Romantizmin sürekli form değiştirdiği yadsınamaz bir gerçek. Nesilden nesile değişkenlik gösteren yapısı onu bazen kalplere ve çiçeklere boğarken, bazen de yalnızlığın romantik tarafı vurgulanıyor. Romantik komedi filmlerini / dizilerini de bu eksenden ayrı düşünemiyoruz bu durumda. Dizileri burada üstüne basarak vurgulamak istiyorum çünkü dizilerin, filmlerin yerini fazlasıyla doldurduğu çağımızda, romantik komedi yapımları da payına düşeni aldı.
90’larda başlayan ve 2000’lerin başını da kapsayan süreç, romantik komedinin adeta altın yıllarını yaşadığı bir dönemi içine alıyor. Şimdiden bir çoğunuzun iç çekip nerede o Julia Roberts‘lar, Meg Ryan’lar, efendime söyleyeyim Hugh Grant’lar dediğinizi duyar gibiyim.
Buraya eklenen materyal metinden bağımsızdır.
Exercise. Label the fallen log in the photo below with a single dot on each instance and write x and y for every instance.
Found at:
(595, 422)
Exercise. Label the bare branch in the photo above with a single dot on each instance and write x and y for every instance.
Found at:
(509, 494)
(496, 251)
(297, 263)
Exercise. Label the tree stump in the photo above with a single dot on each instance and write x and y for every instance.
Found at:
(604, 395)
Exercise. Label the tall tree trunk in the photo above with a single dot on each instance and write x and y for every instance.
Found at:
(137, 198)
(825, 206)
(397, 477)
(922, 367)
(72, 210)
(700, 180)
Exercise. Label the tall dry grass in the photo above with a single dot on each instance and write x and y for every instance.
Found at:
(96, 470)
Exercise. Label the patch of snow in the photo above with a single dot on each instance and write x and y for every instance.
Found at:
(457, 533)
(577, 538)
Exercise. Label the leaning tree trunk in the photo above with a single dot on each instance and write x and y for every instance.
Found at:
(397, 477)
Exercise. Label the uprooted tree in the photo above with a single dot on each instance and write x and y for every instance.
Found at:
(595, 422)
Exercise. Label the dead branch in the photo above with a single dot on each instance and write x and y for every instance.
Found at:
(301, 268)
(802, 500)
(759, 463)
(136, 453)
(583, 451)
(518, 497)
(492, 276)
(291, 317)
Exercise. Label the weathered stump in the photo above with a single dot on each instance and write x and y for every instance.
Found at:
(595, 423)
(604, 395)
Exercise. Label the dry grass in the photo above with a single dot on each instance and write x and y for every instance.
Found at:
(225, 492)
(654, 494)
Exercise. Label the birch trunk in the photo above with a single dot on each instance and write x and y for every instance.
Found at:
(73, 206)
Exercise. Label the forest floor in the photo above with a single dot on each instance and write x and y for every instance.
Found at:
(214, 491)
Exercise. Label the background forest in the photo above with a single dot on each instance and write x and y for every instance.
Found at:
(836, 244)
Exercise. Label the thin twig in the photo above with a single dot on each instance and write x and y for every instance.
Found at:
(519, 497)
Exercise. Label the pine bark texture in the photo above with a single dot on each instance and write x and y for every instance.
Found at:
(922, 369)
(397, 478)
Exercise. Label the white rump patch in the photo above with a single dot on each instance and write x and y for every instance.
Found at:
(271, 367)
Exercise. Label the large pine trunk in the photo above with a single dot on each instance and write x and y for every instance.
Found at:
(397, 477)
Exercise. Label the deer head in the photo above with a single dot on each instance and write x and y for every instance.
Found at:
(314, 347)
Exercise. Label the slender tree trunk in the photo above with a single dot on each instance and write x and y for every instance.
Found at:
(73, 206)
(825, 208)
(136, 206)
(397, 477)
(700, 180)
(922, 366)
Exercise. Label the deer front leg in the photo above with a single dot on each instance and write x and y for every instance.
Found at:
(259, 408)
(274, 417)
Açıkçası sizi bilmem ama ben sık sık kuruyorum bu cümleyi. Fakat gelişen teknolojiler ve kültürel yapılanma sonucunda o arkamızda bıraktığımız romantik akım birçok insana sıkıcı gelmeye başladı. İlişkilerin bile karşımızdakini bir parmağımızla sağa ve sola atarak yaşandığı bir dönemde elbette bu bahsettiğim isimlerin oynadığı filmler kulağa çiğ gelebiliyor.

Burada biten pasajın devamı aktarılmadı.